Recipe and Button Indicators¶
The RecipeIndicator (R) is a wall tile whose state encodes the current target recipe. It is always active — any agent whose view window covers it can read the recipe.
The ButtonIndicator (L) is inactive by default. An agent can toggle it (empty-handed, costs -5 reward) to reveal the target recipe at that tile for 10 steps, then it deactivates. This is the communication channel in Grounded Coordination layouts.
OpenPot¶
The OpenPot (u) accepts any 3-ingredient combination — onion, tomato, broccoli, or mushroom in any mix.
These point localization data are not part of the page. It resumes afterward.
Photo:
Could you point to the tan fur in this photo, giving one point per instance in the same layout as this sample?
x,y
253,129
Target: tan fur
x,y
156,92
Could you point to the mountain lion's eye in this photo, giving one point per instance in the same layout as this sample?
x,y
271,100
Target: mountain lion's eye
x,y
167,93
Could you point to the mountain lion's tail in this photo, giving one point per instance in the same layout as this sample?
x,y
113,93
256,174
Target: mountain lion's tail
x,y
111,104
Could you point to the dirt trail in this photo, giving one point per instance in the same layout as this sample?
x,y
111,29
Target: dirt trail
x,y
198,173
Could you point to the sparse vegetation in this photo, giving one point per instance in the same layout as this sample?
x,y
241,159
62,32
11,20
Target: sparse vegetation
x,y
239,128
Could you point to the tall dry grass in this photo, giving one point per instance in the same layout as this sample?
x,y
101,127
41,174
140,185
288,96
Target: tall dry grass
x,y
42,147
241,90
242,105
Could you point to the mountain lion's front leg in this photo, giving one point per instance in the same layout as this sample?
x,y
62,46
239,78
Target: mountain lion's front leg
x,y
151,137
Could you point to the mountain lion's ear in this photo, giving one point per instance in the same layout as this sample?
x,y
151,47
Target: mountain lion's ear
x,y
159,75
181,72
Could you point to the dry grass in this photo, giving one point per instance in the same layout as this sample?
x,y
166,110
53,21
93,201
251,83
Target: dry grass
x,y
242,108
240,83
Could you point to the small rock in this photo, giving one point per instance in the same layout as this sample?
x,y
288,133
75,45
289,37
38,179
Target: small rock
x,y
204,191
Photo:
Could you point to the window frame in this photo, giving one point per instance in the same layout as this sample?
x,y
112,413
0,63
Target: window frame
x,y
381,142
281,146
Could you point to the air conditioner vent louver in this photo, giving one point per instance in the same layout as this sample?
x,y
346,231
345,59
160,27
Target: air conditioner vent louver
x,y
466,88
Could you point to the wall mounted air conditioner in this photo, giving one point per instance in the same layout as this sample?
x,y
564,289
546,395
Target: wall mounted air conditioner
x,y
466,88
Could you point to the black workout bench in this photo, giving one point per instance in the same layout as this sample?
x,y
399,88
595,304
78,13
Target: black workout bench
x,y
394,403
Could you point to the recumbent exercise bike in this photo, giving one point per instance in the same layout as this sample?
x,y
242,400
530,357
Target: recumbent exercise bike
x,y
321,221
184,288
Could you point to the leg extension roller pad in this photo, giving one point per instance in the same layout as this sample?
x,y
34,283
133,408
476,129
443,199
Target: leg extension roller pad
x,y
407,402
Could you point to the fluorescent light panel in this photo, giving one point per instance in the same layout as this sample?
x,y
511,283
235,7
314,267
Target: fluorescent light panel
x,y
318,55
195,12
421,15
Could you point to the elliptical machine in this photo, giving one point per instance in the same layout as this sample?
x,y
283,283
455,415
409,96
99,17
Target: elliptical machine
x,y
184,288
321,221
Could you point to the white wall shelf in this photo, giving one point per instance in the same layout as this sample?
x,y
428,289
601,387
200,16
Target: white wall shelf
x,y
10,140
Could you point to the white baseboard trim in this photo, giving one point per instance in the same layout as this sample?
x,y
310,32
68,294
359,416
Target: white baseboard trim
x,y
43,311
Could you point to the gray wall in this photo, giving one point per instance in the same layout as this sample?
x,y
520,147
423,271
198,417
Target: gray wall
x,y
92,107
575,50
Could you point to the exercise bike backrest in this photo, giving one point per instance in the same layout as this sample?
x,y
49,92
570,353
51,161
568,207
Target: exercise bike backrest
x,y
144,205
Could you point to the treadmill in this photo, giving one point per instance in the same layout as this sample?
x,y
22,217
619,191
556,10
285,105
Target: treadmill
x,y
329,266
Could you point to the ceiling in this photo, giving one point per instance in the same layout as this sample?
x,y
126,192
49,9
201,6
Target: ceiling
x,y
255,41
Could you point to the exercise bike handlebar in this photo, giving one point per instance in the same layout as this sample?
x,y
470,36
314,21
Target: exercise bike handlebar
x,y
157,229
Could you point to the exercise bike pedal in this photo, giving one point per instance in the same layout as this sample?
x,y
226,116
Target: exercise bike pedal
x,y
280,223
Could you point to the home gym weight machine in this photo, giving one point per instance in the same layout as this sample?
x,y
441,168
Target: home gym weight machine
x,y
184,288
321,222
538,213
There is no validation at placement time. Correctness is checked only at delivery: correct soup = +20, incorrect = -20 (or 0 in Demo Cook). Cook time is 20 steps.
V2-Specific Objects¶
In addition to shared Overcooked objects:
| Char | Name | Description |
|---|---|---|
u |
OpenPot | Pot accepting any 3-ingredient combination (cook time 20) |
R |
RecipeIndicator | Displays the current target recipe (wall tile) |
L |
ButtonIndicator | Toggle to reveal recipe for 10 steps (-5 cost) |
X |
OpenDeliveryZone | Accepts any soup type for delivery |
B |
BroccoliStack | Distractor ingredient dispenser |
M |
MushroomStack | Distractor ingredient dispenser |
Observations¶
The local view is a (5, 5, 35) tensor (flattened to 875) with these channel groups:
| Channels | Count | Description |
|---|---|---|
| Core | 8 | Object type map, agent positions (2), directions (2), inventories (2), object state map |
| Pot state | 4 | Is cooking, is ready, fill level, cook timer (all at pot positions only) |
| Pot ingredients | 4 | Per-ingredient count in pot (onion, tomato, broccoli, mushroom), normalized by capacity |
| Decomposed inventory | 12 | [plate, cooked, onion, tomato, broccoli, mushroom] at each agent's position (self first, 6 channels per agent) |
| Recipe decomposition | 6 | [plate, cooked, onion, tomato, broccoli, mushroom] at RecipeIndicator and active ButtonIndicator positions |
| Delivery indicator | 1 | 1.0 at delivery zone positions on the step a delivery occurred |
Recipe decomposition channels are non-zero only at indicator tiles. The button's channels activate when its timer is running and return to zero when it expires.
Rewards¶
| Class | Coefficient | Common | Trigger |
|---|---|---|---|
TargetRecipeDeliveryReward |
20.0 | Yes | Correct delivery +20, incorrect -20 |
TargetRecipeIngredientInPotReward |
3.0 | Yes | Correct ingredient in pot +3, incorrect -3 |
TargetRecipeSoupInDishReward |
5.0 | Yes | Correct soup plated +5, incorrect -5 |
ButtonActivationCost |
-5.0 | Yes | Toggle the button indicator |
Shaped rewards (ingredient-in-pot and soup-in-dish) can be annealed to zero over training via env.set_reward_coefficients().
Layouts¶
Cramped Room Indicator¶
Grounded Coordination Simple¶
Grounded Coordination Ring¶
Test-Time Protocol Simple¶
Test-Time Protocol Wide¶
Demo Cook Simple¶
Demo Cook Wide¶
Configuration¶
| Parameter | Type | Default | Description |
|---|---|---|---|
target_recipes |
list[str] |
["onion_soup", "tomato_soup"] |
Recipes the target is sampled from |
resample_on_delivery |
bool |
True |
Resample target recipe after correct delivery |
local_view_radius |
int |
2 |
Observation window radius (5x5 at radius 2) |
max_steps |
int |
400 |
Episode length |